The man who was immediately in my face was short, too, by Wyoming standards. About my height, that is, and about the same age as Luke and Mr. Wallis. Unlike them both, this guy was rawhide thin. But his intensity made him seem bigger.
“You the cop who wanted to shoot my boys?” he demanded.
“Excuse me?”
“You heard me.”
I looked to Luke. I expected him to at least roll his eyes, in order to indicate that this guy was a wacko, or to step in and say or do something if he wasn’t. But my old partner was looking away. Like he was deep in thought or something. He wasn’t smiling anymore.
“Sir, I don’t know what you’re talking about. I never told anybody to shoot anyone else.”
“Now you’re calling my boys liars,” he said without raising his voice. His eyes, however, and the pressed whiteness of his lips, indicated that his temperature was rising to the boiling point. Luke was still doing nothing.
“Your boys . . . were they the ones at the river? The ones with Cody?”
“His cousins.”
“Okay, now I know what you’re talking about. Your boys, they were upset. While I was doing CPR they attacked the man who was assisting me—”
“Guy who killed Cody, right?”
“But I didn’t know that at the time. All I knew was that he was trying to help. With the CPR. So when your sons attacked him, I asked the other officers present to restrain them—”
“Cuff ’em or shoot ’em, that right?”
I felt warmer remembering my own words—from shame, not anger.
“Yeah, that’s probably what I said. But I didn’t mean it literally. I was just trying to emphasize the need—”
He wasn’t listening. He was looking at me with disgust and barely concealed violence.
I held up my hands in a gesture of surrender.
“Look, I’m very sorry. It was a dumb thing to say. But at the time I didn’t know what was going on. Just that a boy—your nephew, I guess—was dying. And that I was trying to stop that from happening. I’ll apologize to your sons if you like.”
The man’s temperature seemed to drop a few degrees. After staring at me for another few seconds, he blinked. Then he glanced back at the house.
“I’d appreciate it if you’d do that,” he said. “Make it in a day or two. The kids are pretty shook up.”
He spun and walked back toward the house. Going in, he managed to close the door softly.
My tension eased and I could once again hear the crickets in the night.
“You handled that well,” Luke told me, his grin returning. “Given your rep these days, I half expected you to just shoot him.”
I swallowed a
Fuck you, Luke,
and said instead, “When something like this happens, it’s always easiest if you’ve got someone to blame. Or at least to vent on.” I knew from firsthand experience. I’d once desperately felt the need, only I’d had a better target. Pushing away the thought, I asked, “What’s his name? And his kids’?”
“Ed Mann. The boys who you threatened to shoot are Randall and Trey. You’re going to talk to them, right?”
From Mann’s appearance—very dissimilar to the far brawnier Mr. Wallis—and his different surname, I guessed that the boys were related through their mothers.
“I said I was. But, like he said, I’ll wait a day or two.”
“And you already interrogated the perp?”
Calling Jonah the perpetrator sounded a little strong, but I nodded to this, too.
“His name’s Jonah Strasburg. He’s a tourist, a musician from New York.”
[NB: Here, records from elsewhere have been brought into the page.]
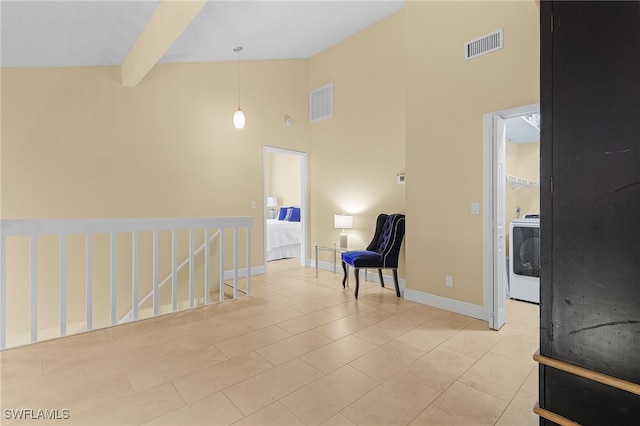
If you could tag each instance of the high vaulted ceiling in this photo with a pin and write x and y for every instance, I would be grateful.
(103, 32)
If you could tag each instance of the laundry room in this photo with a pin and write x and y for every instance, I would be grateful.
(522, 207)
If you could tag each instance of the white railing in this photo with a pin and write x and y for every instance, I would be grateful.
(33, 230)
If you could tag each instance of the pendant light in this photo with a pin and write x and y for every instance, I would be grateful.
(238, 117)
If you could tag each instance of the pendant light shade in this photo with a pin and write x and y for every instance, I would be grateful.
(238, 117)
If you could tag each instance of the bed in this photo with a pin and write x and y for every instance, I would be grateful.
(283, 237)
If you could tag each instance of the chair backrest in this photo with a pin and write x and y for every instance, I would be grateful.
(373, 245)
(388, 238)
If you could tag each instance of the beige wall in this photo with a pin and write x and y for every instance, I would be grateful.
(356, 155)
(77, 144)
(446, 98)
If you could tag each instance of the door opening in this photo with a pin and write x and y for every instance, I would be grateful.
(285, 224)
(508, 177)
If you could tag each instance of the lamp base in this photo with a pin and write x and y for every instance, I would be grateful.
(343, 240)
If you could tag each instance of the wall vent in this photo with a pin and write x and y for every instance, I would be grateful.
(321, 106)
(482, 45)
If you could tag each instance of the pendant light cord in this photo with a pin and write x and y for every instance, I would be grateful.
(237, 50)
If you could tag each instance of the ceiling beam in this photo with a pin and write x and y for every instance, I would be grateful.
(169, 20)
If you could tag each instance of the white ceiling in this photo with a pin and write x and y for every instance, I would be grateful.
(102, 32)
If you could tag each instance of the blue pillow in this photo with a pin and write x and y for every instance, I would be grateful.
(283, 213)
(295, 214)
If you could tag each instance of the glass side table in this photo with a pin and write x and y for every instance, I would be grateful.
(335, 251)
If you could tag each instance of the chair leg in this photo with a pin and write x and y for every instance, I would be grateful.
(344, 278)
(395, 281)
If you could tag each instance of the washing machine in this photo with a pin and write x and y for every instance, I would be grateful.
(524, 259)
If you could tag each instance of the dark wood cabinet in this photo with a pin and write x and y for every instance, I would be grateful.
(590, 207)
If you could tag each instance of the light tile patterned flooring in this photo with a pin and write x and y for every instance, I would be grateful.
(301, 350)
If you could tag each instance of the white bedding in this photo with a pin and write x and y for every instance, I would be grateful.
(283, 239)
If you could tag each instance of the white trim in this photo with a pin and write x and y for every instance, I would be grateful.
(488, 218)
(368, 275)
(463, 308)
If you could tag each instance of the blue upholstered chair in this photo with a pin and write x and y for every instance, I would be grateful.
(381, 253)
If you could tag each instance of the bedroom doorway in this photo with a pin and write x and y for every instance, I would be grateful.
(502, 136)
(285, 184)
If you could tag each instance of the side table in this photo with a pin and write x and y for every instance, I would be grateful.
(335, 251)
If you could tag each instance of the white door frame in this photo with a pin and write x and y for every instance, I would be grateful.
(302, 157)
(489, 189)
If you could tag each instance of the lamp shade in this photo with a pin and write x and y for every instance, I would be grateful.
(238, 119)
(342, 221)
(272, 201)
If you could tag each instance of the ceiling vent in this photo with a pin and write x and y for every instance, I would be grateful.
(321, 106)
(482, 45)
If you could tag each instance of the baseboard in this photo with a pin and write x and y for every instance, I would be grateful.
(463, 308)
(370, 275)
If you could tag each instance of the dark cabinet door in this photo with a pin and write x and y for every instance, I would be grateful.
(590, 206)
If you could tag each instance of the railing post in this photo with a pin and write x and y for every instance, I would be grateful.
(221, 297)
(63, 284)
(174, 271)
(113, 276)
(155, 273)
(89, 279)
(3, 291)
(248, 261)
(206, 267)
(235, 262)
(34, 287)
(191, 259)
(134, 273)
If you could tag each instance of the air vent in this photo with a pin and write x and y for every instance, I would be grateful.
(321, 106)
(482, 45)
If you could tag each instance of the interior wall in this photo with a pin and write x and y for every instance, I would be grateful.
(446, 99)
(522, 161)
(77, 144)
(356, 155)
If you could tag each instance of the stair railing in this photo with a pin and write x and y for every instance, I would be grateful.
(33, 228)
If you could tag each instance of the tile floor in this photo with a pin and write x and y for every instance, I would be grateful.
(301, 350)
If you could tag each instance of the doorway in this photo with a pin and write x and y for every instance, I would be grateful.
(285, 184)
(500, 142)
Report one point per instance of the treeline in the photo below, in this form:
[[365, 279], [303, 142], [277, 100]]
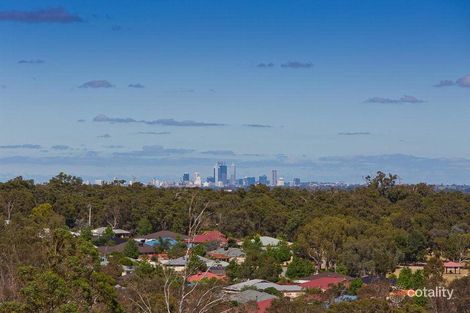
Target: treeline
[[365, 230], [368, 230]]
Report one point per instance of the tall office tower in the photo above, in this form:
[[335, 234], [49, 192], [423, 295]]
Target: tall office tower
[[263, 180], [233, 174], [197, 179], [249, 181], [274, 178], [216, 172], [222, 173]]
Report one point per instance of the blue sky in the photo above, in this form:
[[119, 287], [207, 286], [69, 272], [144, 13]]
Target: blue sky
[[321, 90]]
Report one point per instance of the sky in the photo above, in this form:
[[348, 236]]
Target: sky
[[323, 90]]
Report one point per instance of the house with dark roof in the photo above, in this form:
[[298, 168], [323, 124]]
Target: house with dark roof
[[120, 233], [163, 234], [324, 283], [250, 295], [228, 254], [290, 291], [143, 249], [323, 275], [179, 264], [209, 237]]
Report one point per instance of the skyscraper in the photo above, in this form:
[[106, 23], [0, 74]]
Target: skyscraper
[[222, 173], [197, 179], [263, 180], [233, 174], [274, 178]]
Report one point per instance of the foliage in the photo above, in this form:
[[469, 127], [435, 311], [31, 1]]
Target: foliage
[[299, 268], [131, 250], [144, 226]]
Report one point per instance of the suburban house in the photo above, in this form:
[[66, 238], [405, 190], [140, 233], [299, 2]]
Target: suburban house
[[452, 267], [144, 250], [154, 239], [250, 295], [323, 275], [290, 291], [179, 264], [324, 283], [228, 254], [209, 237], [204, 275], [120, 233], [267, 241], [164, 234]]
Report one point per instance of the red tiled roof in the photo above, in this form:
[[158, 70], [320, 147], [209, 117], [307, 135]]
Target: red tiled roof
[[210, 236], [323, 283], [201, 276]]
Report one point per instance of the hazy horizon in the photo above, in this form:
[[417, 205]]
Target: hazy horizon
[[320, 90]]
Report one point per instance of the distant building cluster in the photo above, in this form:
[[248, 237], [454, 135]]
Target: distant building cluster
[[225, 177]]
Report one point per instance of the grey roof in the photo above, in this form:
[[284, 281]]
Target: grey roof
[[248, 283], [230, 252], [263, 285], [100, 230], [164, 234], [251, 295], [282, 288], [209, 263], [143, 249], [269, 241], [326, 274]]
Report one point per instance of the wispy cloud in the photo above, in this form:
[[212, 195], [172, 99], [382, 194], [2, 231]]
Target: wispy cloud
[[258, 125], [113, 147], [164, 122], [61, 147], [137, 85], [404, 99], [51, 15], [444, 83], [265, 65], [464, 81], [32, 61], [153, 151], [219, 152], [297, 65], [96, 84], [354, 133], [153, 133], [292, 65], [22, 146]]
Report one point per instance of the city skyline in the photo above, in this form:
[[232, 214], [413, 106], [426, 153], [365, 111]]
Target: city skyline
[[162, 88]]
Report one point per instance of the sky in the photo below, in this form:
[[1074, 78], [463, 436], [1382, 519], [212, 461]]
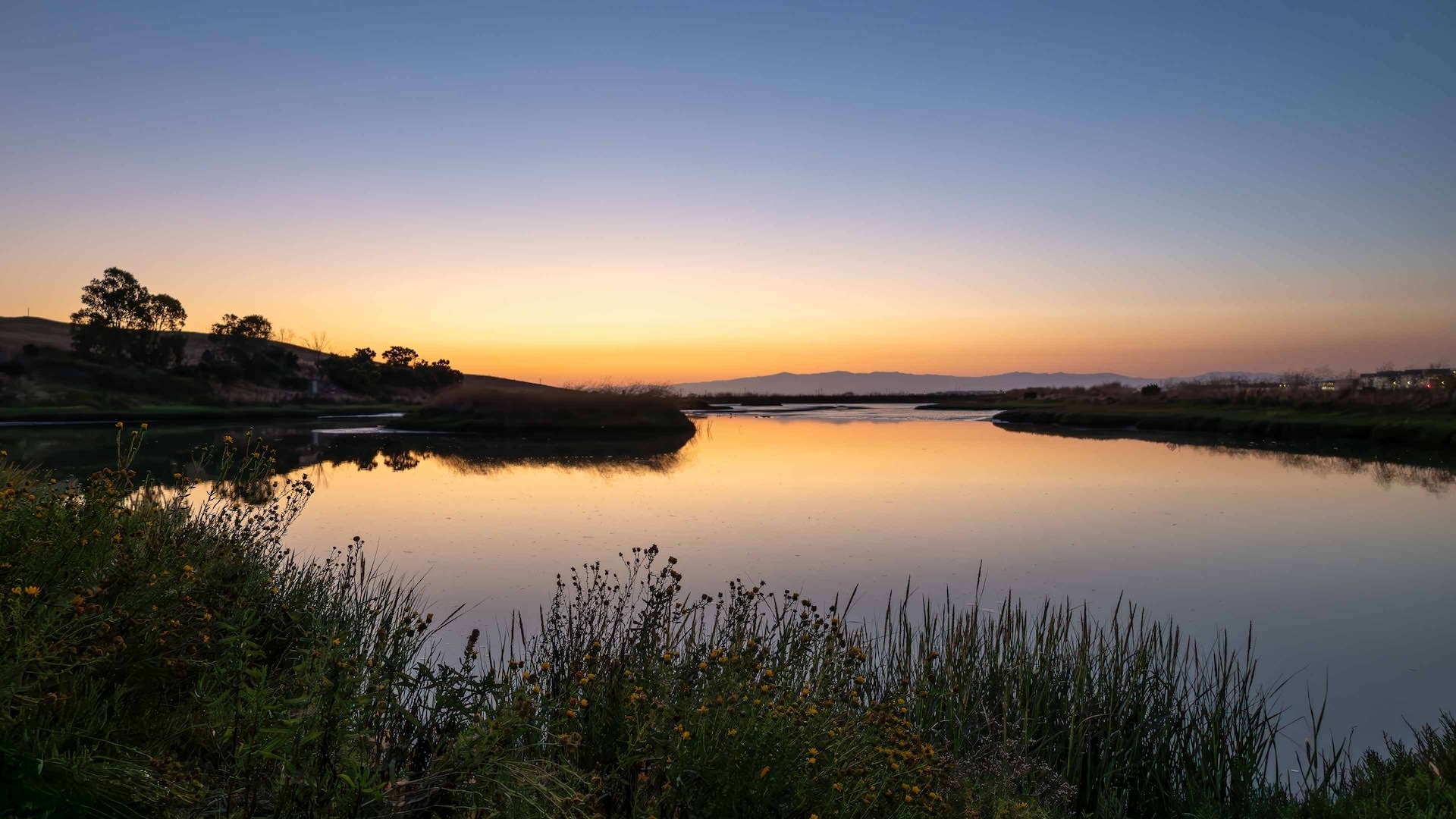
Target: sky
[[692, 191]]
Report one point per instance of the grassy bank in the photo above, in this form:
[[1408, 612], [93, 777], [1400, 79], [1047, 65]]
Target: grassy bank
[[1291, 423], [484, 410], [162, 654], [1381, 419]]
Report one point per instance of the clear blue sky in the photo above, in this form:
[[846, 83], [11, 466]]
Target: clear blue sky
[[699, 191]]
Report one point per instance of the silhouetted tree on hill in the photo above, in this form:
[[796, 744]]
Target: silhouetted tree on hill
[[120, 318]]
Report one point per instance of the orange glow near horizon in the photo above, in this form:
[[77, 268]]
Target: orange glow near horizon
[[558, 327]]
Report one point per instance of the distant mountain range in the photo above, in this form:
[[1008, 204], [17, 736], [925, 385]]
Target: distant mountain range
[[871, 384]]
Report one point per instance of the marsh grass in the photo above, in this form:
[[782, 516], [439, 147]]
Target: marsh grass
[[161, 653], [595, 409]]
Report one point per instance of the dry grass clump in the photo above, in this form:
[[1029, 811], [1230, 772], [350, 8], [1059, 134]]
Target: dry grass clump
[[604, 407], [164, 654]]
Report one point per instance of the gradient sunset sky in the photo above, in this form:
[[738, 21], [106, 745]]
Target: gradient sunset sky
[[685, 193]]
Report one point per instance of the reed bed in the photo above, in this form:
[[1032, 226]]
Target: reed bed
[[162, 653]]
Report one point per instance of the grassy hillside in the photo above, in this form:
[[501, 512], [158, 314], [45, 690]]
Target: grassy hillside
[[42, 379]]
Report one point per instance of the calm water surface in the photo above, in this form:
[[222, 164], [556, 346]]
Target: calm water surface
[[1345, 566]]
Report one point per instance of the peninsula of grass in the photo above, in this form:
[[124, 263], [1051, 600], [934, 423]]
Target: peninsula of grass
[[164, 654], [1417, 419], [560, 411]]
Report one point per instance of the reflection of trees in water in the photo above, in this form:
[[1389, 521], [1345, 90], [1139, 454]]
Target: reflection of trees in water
[[1388, 466], [318, 447], [490, 457]]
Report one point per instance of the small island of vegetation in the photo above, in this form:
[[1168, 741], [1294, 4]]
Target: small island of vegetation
[[588, 410]]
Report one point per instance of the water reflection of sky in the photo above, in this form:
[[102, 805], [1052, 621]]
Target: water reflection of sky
[[1343, 563]]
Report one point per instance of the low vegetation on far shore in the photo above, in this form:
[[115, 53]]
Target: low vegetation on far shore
[[584, 410], [1423, 417], [162, 654]]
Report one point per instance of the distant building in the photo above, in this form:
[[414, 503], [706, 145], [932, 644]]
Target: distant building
[[1429, 378]]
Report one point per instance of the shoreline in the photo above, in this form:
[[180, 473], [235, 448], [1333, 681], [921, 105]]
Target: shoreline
[[38, 416], [1283, 423]]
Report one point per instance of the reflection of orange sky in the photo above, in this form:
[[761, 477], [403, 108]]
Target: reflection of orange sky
[[826, 507], [843, 493]]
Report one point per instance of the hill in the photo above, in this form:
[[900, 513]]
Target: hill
[[871, 384], [42, 378]]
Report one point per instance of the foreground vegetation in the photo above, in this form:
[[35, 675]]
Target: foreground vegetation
[[588, 410], [162, 654]]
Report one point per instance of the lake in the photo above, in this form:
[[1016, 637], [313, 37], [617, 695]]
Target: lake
[[1341, 558]]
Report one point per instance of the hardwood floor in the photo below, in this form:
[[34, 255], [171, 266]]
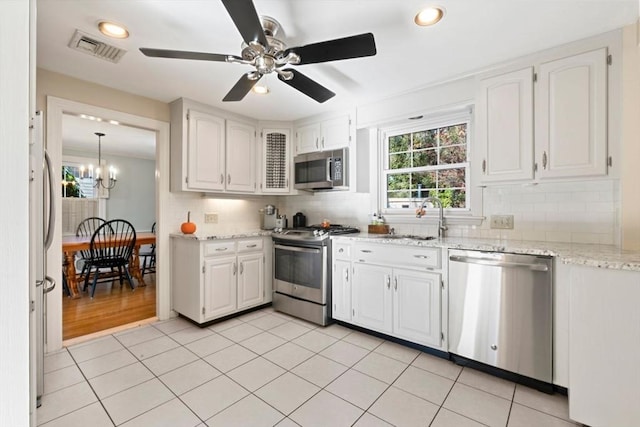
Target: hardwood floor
[[111, 306]]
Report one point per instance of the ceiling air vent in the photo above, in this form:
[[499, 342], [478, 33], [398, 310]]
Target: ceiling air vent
[[87, 44]]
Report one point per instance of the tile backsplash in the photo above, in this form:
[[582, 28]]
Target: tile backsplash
[[579, 212]]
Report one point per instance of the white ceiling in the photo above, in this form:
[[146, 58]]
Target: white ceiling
[[473, 34], [78, 133]]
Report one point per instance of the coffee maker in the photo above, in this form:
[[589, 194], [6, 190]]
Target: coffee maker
[[268, 217]]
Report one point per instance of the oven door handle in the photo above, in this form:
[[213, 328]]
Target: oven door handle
[[298, 249]]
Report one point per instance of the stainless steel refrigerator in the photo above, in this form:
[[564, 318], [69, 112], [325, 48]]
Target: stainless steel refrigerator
[[42, 220]]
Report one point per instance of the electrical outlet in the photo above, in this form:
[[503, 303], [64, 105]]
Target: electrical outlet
[[211, 218], [504, 222]]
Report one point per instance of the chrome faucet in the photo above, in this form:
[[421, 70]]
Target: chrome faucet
[[442, 226]]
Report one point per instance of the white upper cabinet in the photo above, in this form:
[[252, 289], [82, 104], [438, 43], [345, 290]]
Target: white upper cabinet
[[241, 152], [505, 126], [553, 128], [324, 135], [335, 133], [276, 161], [209, 152], [205, 152], [308, 138], [571, 116]]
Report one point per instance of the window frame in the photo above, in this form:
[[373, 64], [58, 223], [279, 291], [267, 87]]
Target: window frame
[[102, 194], [472, 213]]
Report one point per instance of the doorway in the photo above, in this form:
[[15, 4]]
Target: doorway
[[129, 154], [57, 108]]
“Did he confess?” Luke asked, pausing for an answer before taking another hit.
“Well, he said he’d gotten in an argument with the kids after they’d thrown some rocks at the raft he was on. He confronted them. One of the kids—Cody—picked up a stick or something and swatted him. They had a kind of tug-of-war with the stick, and Strasburg let the kid fall into the water.”